For an individual who might be considering a different religion, an ideal religion checklist could be very useful.

What is religion

Before defining the components of the ideal religion, we should first define what religion is.  If you asked people that question in Europe or the Americas you might get a definition of Christianity, whereas in China the answer might be Buddhism or in the Middle East it would be Islam.

Some people might say religion requires a belief in god or gods. But there are many atheistic religions in the world, and in the United States of America the government recognizes atheism itself as a religion.

Another response may be that religion at least involves a belief system, but humanism and other religions who extol questioning actually shun the concept of belief.

We therefore need a definition that all religions would all fit into, a working definition of what religion actually is. Perhaps a more fundamental approach is not to analyze what religion is, but to examine why it exists and how it is structured.

Religion provides answers

Throughout history religions have arisen in an attempt to provide the answers to questions about life in general. They developed from within various cultures and reflect the body of knowledge available to those people at that time.  Religion therefore initially exists to provide the individual with answers in the form of a structured view of the world.

Religion provides community

Humans are social creatures, and religion is also is a social construct offering the individual a sense of belonging or community with other people with like minds by providing them with a common world view. A second definition of religion, then, is that it gives the individual a sense of community.

Religions create institutions

As religions develop over time they become hierarchical institutions and soon become focused on the institution itself rather than the individuals they were originally intended to serve. They also elevate certain members of their societies into privileged ‘priest classes’ who then develop self-serving resistance to change and promote themselves in an authoritative position of the religion over the followers.

When they offer only static solutions religions fail to allow for the dynamic of change as new information is discovered. Rather than seeking fresh answers to new questions, institutionalized religions instead fall back on established dogma and view alternative ideas or emerging religions as threats which they feel compelled to oppose, often by force or exclusion from the society itself.  The more they become institutionalized, the more religions lose their ability to provide satisfying answers.

Religions create group mentality

As religious institutions become more intolerant they cause their followers to fall into an ‘us versus them’ mentality and even try to deprive them of the freedom to associate with those who have conflicting views without condemnation.

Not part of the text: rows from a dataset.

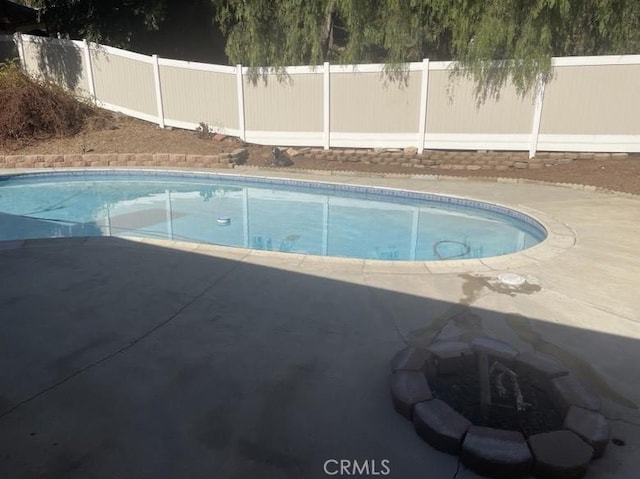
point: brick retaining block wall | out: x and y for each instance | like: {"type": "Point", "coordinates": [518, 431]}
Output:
{"type": "Point", "coordinates": [409, 158]}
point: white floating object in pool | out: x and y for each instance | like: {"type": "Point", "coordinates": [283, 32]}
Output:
{"type": "Point", "coordinates": [511, 279]}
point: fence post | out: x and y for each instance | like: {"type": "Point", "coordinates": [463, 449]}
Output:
{"type": "Point", "coordinates": [537, 118]}
{"type": "Point", "coordinates": [90, 81]}
{"type": "Point", "coordinates": [326, 137]}
{"type": "Point", "coordinates": [156, 77]}
{"type": "Point", "coordinates": [17, 38]}
{"type": "Point", "coordinates": [424, 98]}
{"type": "Point", "coordinates": [240, 87]}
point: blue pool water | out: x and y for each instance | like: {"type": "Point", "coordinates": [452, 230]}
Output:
{"type": "Point", "coordinates": [260, 213]}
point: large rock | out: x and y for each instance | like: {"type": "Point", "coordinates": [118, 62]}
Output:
{"type": "Point", "coordinates": [407, 389]}
{"type": "Point", "coordinates": [440, 425]}
{"type": "Point", "coordinates": [591, 426]}
{"type": "Point", "coordinates": [559, 455]}
{"type": "Point", "coordinates": [496, 452]}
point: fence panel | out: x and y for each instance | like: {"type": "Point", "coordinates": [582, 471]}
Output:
{"type": "Point", "coordinates": [199, 93]}
{"type": "Point", "coordinates": [591, 104]}
{"type": "Point", "coordinates": [456, 120]}
{"type": "Point", "coordinates": [8, 49]}
{"type": "Point", "coordinates": [594, 107]}
{"type": "Point", "coordinates": [61, 61]}
{"type": "Point", "coordinates": [284, 108]}
{"type": "Point", "coordinates": [124, 82]}
{"type": "Point", "coordinates": [369, 107]}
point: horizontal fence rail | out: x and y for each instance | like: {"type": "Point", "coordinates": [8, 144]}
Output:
{"type": "Point", "coordinates": [590, 104]}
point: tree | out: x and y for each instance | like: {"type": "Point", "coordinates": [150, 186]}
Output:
{"type": "Point", "coordinates": [493, 40]}
{"type": "Point", "coordinates": [113, 22]}
{"type": "Point", "coordinates": [516, 39]}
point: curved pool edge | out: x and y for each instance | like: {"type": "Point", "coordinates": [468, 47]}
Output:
{"type": "Point", "coordinates": [559, 236]}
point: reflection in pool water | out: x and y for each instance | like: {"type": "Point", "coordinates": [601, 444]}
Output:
{"type": "Point", "coordinates": [376, 224]}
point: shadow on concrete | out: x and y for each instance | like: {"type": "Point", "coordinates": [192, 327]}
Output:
{"type": "Point", "coordinates": [124, 359]}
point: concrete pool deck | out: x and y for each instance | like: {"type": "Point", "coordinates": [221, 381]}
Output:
{"type": "Point", "coordinates": [136, 358]}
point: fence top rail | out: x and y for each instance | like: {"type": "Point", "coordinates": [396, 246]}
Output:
{"type": "Point", "coordinates": [313, 69]}
{"type": "Point", "coordinates": [208, 67]}
{"type": "Point", "coordinates": [98, 48]}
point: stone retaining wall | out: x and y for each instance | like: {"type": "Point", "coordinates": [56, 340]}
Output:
{"type": "Point", "coordinates": [409, 158]}
{"type": "Point", "coordinates": [450, 160]}
{"type": "Point", "coordinates": [237, 156]}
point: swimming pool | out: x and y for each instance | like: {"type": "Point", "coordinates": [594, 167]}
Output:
{"type": "Point", "coordinates": [260, 213]}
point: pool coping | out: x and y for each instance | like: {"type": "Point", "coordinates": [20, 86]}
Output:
{"type": "Point", "coordinates": [560, 237]}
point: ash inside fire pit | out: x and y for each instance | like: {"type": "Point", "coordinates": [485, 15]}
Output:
{"type": "Point", "coordinates": [516, 402]}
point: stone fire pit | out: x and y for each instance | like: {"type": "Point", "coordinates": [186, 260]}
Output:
{"type": "Point", "coordinates": [507, 414]}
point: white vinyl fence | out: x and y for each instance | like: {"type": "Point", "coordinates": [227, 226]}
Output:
{"type": "Point", "coordinates": [591, 103]}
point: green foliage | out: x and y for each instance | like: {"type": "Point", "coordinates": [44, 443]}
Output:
{"type": "Point", "coordinates": [494, 41]}
{"type": "Point", "coordinates": [516, 39]}
{"type": "Point", "coordinates": [113, 22]}
{"type": "Point", "coordinates": [12, 76]}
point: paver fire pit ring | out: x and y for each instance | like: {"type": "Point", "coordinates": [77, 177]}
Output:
{"type": "Point", "coordinates": [562, 453]}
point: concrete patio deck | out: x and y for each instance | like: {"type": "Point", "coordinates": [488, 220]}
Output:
{"type": "Point", "coordinates": [150, 359]}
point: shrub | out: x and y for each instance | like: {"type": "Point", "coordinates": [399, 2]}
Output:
{"type": "Point", "coordinates": [33, 110]}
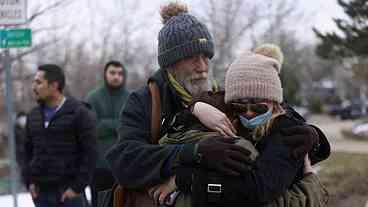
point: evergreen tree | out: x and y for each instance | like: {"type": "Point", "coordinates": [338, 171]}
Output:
{"type": "Point", "coordinates": [352, 40]}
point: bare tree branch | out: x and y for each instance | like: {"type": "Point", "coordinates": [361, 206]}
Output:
{"type": "Point", "coordinates": [47, 9]}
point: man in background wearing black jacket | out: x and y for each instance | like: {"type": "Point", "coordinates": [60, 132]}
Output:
{"type": "Point", "coordinates": [60, 145]}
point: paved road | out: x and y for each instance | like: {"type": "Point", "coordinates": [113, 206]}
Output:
{"type": "Point", "coordinates": [332, 127]}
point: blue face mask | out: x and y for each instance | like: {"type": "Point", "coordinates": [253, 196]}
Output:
{"type": "Point", "coordinates": [256, 121]}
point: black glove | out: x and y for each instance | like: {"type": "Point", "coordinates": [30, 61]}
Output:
{"type": "Point", "coordinates": [300, 139]}
{"type": "Point", "coordinates": [222, 155]}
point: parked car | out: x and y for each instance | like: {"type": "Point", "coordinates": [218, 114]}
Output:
{"type": "Point", "coordinates": [352, 111]}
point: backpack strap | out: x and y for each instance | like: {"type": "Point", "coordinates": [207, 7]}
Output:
{"type": "Point", "coordinates": [155, 112]}
{"type": "Point", "coordinates": [121, 194]}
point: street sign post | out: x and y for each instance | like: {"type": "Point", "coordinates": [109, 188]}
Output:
{"type": "Point", "coordinates": [13, 12]}
{"type": "Point", "coordinates": [15, 38]}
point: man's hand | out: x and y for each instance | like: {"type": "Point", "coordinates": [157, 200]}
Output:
{"type": "Point", "coordinates": [300, 139]}
{"type": "Point", "coordinates": [214, 119]}
{"type": "Point", "coordinates": [33, 190]}
{"type": "Point", "coordinates": [69, 194]}
{"type": "Point", "coordinates": [160, 192]}
{"type": "Point", "coordinates": [307, 165]}
{"type": "Point", "coordinates": [221, 154]}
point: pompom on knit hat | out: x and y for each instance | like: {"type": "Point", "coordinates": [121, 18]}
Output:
{"type": "Point", "coordinates": [255, 75]}
{"type": "Point", "coordinates": [182, 36]}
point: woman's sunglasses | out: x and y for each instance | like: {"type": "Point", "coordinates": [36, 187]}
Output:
{"type": "Point", "coordinates": [258, 108]}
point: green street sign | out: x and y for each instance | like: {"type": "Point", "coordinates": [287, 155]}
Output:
{"type": "Point", "coordinates": [15, 38]}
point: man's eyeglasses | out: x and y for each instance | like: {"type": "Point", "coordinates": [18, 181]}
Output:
{"type": "Point", "coordinates": [258, 108]}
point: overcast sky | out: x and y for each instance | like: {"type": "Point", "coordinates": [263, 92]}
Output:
{"type": "Point", "coordinates": [317, 13]}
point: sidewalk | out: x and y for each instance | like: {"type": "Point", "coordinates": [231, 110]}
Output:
{"type": "Point", "coordinates": [332, 127]}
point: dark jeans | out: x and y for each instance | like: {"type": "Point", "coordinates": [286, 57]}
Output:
{"type": "Point", "coordinates": [51, 197]}
{"type": "Point", "coordinates": [102, 180]}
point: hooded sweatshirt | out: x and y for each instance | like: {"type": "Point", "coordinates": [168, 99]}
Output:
{"type": "Point", "coordinates": [107, 104]}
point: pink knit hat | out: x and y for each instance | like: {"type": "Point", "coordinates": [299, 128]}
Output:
{"type": "Point", "coordinates": [255, 75]}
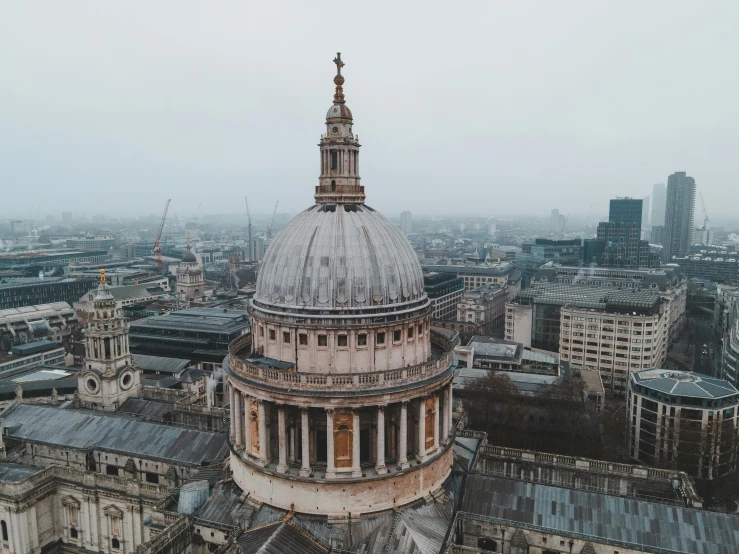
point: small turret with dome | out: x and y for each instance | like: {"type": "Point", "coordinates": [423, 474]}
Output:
{"type": "Point", "coordinates": [109, 376]}
{"type": "Point", "coordinates": [190, 278]}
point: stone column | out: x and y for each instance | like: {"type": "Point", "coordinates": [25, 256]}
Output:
{"type": "Point", "coordinates": [232, 431]}
{"type": "Point", "coordinates": [436, 422]}
{"type": "Point", "coordinates": [247, 426]}
{"type": "Point", "coordinates": [282, 432]}
{"type": "Point", "coordinates": [330, 454]}
{"type": "Point", "coordinates": [421, 429]}
{"type": "Point", "coordinates": [450, 411]}
{"type": "Point", "coordinates": [263, 454]}
{"type": "Point", "coordinates": [356, 467]}
{"type": "Point", "coordinates": [445, 418]}
{"type": "Point", "coordinates": [403, 454]}
{"type": "Point", "coordinates": [380, 465]}
{"type": "Point", "coordinates": [304, 431]}
{"type": "Point", "coordinates": [236, 419]}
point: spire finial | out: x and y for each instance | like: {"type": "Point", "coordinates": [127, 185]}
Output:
{"type": "Point", "coordinates": [339, 79]}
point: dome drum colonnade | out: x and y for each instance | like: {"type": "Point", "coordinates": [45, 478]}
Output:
{"type": "Point", "coordinates": [338, 382]}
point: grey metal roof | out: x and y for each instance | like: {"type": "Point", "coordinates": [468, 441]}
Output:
{"type": "Point", "coordinates": [278, 538]}
{"type": "Point", "coordinates": [340, 258]}
{"type": "Point", "coordinates": [160, 364]}
{"type": "Point", "coordinates": [638, 524]}
{"type": "Point", "coordinates": [86, 430]}
{"type": "Point", "coordinates": [15, 473]}
{"type": "Point", "coordinates": [684, 383]}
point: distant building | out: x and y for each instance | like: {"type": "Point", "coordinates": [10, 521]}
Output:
{"type": "Point", "coordinates": [105, 242]}
{"type": "Point", "coordinates": [34, 290]}
{"type": "Point", "coordinates": [444, 291]}
{"type": "Point", "coordinates": [679, 213]}
{"type": "Point", "coordinates": [198, 334]}
{"type": "Point", "coordinates": [659, 194]}
{"type": "Point", "coordinates": [406, 222]}
{"type": "Point", "coordinates": [485, 307]}
{"type": "Point", "coordinates": [32, 354]}
{"type": "Point", "coordinates": [683, 420]}
{"type": "Point", "coordinates": [533, 256]}
{"type": "Point", "coordinates": [619, 243]}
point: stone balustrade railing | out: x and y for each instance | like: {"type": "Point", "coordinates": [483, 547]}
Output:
{"type": "Point", "coordinates": [332, 381]}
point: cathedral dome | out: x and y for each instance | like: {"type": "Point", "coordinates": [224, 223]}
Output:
{"type": "Point", "coordinates": [340, 257]}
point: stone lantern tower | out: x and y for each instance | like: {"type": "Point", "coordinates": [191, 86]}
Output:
{"type": "Point", "coordinates": [109, 378]}
{"type": "Point", "coordinates": [341, 394]}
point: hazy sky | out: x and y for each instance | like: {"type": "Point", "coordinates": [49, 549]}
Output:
{"type": "Point", "coordinates": [496, 107]}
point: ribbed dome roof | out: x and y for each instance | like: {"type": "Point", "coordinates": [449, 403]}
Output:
{"type": "Point", "coordinates": [340, 257]}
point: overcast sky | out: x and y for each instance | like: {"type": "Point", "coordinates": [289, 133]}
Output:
{"type": "Point", "coordinates": [490, 108]}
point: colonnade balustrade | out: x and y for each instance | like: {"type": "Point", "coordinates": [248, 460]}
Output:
{"type": "Point", "coordinates": [331, 442]}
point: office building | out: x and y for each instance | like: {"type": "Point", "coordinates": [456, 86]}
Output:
{"type": "Point", "coordinates": [679, 214]}
{"type": "Point", "coordinates": [30, 291]}
{"type": "Point", "coordinates": [659, 195]}
{"type": "Point", "coordinates": [683, 420]}
{"type": "Point", "coordinates": [485, 307]}
{"type": "Point", "coordinates": [444, 291]}
{"type": "Point", "coordinates": [406, 222]}
{"type": "Point", "coordinates": [198, 334]}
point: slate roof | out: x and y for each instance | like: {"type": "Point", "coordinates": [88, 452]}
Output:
{"type": "Point", "coordinates": [632, 523]}
{"type": "Point", "coordinates": [278, 538]}
{"type": "Point", "coordinates": [160, 364]}
{"type": "Point", "coordinates": [17, 473]}
{"type": "Point", "coordinates": [83, 429]}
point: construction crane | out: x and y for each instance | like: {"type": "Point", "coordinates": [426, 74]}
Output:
{"type": "Point", "coordinates": [271, 223]}
{"type": "Point", "coordinates": [705, 214]}
{"type": "Point", "coordinates": [157, 249]}
{"type": "Point", "coordinates": [248, 216]}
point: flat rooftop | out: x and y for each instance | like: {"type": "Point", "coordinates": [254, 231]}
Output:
{"type": "Point", "coordinates": [88, 430]}
{"type": "Point", "coordinates": [615, 520]}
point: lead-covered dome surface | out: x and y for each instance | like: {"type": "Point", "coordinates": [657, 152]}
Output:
{"type": "Point", "coordinates": [340, 257]}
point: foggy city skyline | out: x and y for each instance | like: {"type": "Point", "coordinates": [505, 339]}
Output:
{"type": "Point", "coordinates": [515, 109]}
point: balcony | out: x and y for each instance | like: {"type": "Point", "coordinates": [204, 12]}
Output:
{"type": "Point", "coordinates": [350, 382]}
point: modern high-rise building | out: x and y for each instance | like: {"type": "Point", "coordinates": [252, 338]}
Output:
{"type": "Point", "coordinates": [626, 211]}
{"type": "Point", "coordinates": [658, 204]}
{"type": "Point", "coordinates": [406, 222]}
{"type": "Point", "coordinates": [679, 212]}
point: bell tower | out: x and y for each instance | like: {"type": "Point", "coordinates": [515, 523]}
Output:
{"type": "Point", "coordinates": [109, 376]}
{"type": "Point", "coordinates": [339, 181]}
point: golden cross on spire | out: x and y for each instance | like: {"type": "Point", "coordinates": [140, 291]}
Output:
{"type": "Point", "coordinates": [339, 79]}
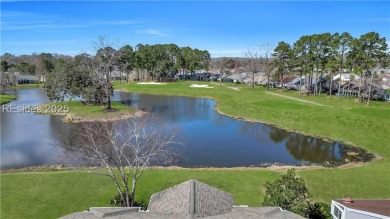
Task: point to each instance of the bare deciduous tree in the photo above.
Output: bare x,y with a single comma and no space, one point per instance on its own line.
221,64
253,63
125,148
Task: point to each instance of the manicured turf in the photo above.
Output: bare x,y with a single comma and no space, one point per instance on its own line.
5,98
54,194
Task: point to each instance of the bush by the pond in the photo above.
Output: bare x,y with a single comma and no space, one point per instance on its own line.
118,201
290,193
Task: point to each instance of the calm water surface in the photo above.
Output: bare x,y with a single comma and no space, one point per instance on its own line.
210,139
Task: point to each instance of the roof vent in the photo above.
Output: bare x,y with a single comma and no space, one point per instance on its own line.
347,200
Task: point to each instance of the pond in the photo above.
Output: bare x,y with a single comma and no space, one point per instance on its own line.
210,139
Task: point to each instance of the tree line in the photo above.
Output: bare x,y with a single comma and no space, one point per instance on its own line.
89,76
314,55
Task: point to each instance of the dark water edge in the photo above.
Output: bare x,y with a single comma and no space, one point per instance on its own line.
211,139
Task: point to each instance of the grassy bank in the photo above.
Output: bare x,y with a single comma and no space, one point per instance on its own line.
5,98
53,194
342,120
337,119
65,192
74,111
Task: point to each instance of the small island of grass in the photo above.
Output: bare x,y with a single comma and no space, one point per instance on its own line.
6,98
76,111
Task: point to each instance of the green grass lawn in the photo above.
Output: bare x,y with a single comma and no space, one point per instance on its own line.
28,85
53,194
5,98
75,110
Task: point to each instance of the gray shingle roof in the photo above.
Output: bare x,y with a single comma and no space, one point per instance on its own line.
192,198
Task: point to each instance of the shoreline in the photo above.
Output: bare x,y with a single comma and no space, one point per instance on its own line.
274,167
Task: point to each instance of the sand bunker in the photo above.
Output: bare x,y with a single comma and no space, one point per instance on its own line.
200,86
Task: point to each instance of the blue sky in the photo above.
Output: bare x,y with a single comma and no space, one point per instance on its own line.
224,28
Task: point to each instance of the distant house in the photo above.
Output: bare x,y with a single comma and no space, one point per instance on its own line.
238,78
190,199
345,77
360,209
26,79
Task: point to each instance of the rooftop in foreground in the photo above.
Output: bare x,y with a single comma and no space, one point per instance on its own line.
190,199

Simone de Beauvoir, in her book The Ethics of Ambiguity, argues that embracing our own personal freedom requires us to fight for the freedoms of all. This sentiment can appropriately be used when discussing freedom of religion and strongly suggests that, to be successful, a religion should also recognize other religions and respect the choices made by individuals to subscribe to whichever one works the best for them.

An Ideal Religion

Since humans are social creatures with the need to ask questions about everything, an ideal religion should be able to satisfy those needs without being threatened by the dynamic of change as new information is discovered.   An ideal religion would be flexible enough to embrace and incorporate these changes, or help guide the individual to their own answers by providing them with the means to seek knowledge and truth on their own.

Ideal Religion Checklist

Using the information from above, we are then able to define an ideal religion as one which has the following five characteristics:

  1. Satisfies an individual’s need for knowledge about their relationship with the world
  2. Is focused on the individual’s needs rather than on preserving the group
  3. Provides a shared worldview with others
  4. Is flexible and allows for updates as new information becomes available
  5. Is tolerant of other points of view and treats all humans with respect

We now have a simple checklist for the individual seeking a different religion to evaluate it.